AMESBURY — A new kind of car show will be headed to the downtown when the Amesbury Energy Committee presents a collection of electric vehicles in the Lower Millyard parking lot Sunday.
While the more traditional Carriagetown Car Show won't be hitting the city until July 1, the committee — working alongside the Mass Energy Consumers Alliance — will sponsor the city's first EV Car Show.
The show will give people a chance to get an up close and personal look at roughly 10 electric vehicles and even test drive a few.
"The variety of vehicles we have is quite broad," committee Vice Chairman Mike Browne said. "It goes from a Mitsubishi Outlander, which is a hybrid plug-in, to a Smart Fortwo, which is a fully electric, small, little car which is very affordable."
Browne said a pair of Tesla (Models X and S) electric vehicles will also be on hand as well as a Bailey Electric Car from 1907.
"We have been able to do this for a very long time," Browne said. "If we value fossil fuels for how valuable they really are and how long it took to develop them, then we would never have started pulling those out of the ground and burning them. We would have stayed with electric cars. They came first."

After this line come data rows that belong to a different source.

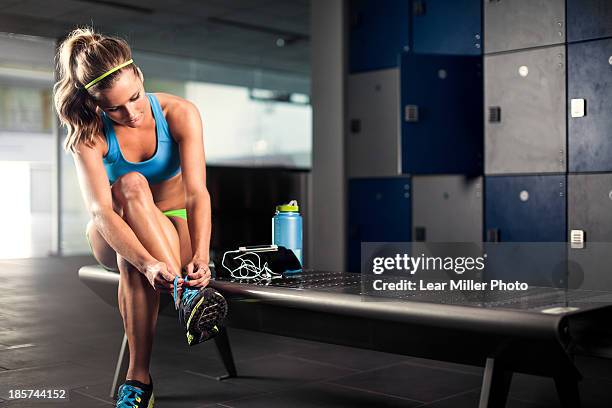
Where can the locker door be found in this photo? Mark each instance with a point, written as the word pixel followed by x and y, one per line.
pixel 373 129
pixel 379 211
pixel 589 204
pixel 525 112
pixel 518 24
pixel 588 19
pixel 590 95
pixel 447 209
pixel 447 27
pixel 525 208
pixel 377 34
pixel 441 111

Browne, an Amesbury resident for 21 years, recently spent two years refitting his 1989 Jeep Wrangler to an electric vehicle that will also be on display.
"I got a little help from my friends on special occasions but I ended up doing it myself for the most part," Browne said. "So it took a few years instead of one year."
Refitting a gas-powered vehicle is "not as bad as it sounds" Browne said.
"You take out the gas engine and everything else that is a part of the internal combustion system," Browne said. "Then, you take a Sawzall and you pull everything out and it is kind of fun. Then, there is a ton of room left in the car."
Once the motor is attached to the drive train, Browne said all that needs to be done is to attach the electric controllers and batteries.
Browne's refitted Jeep "runs really smooth," he said.
"You start in second gear," Browne said. "It has so much low-end torque that you don't need to start in first gear. It is also very quiet."
While the cost of refitting his Jeep ran a bit steep at $10,000, Browne said the expense should even out in time.
"I am going to save more than that in gasoline over the course of the life of the batteries," Browne said. "The prices on electric vehicles are dropping all of the time, too. That is because more and more people are adopting the overall technology."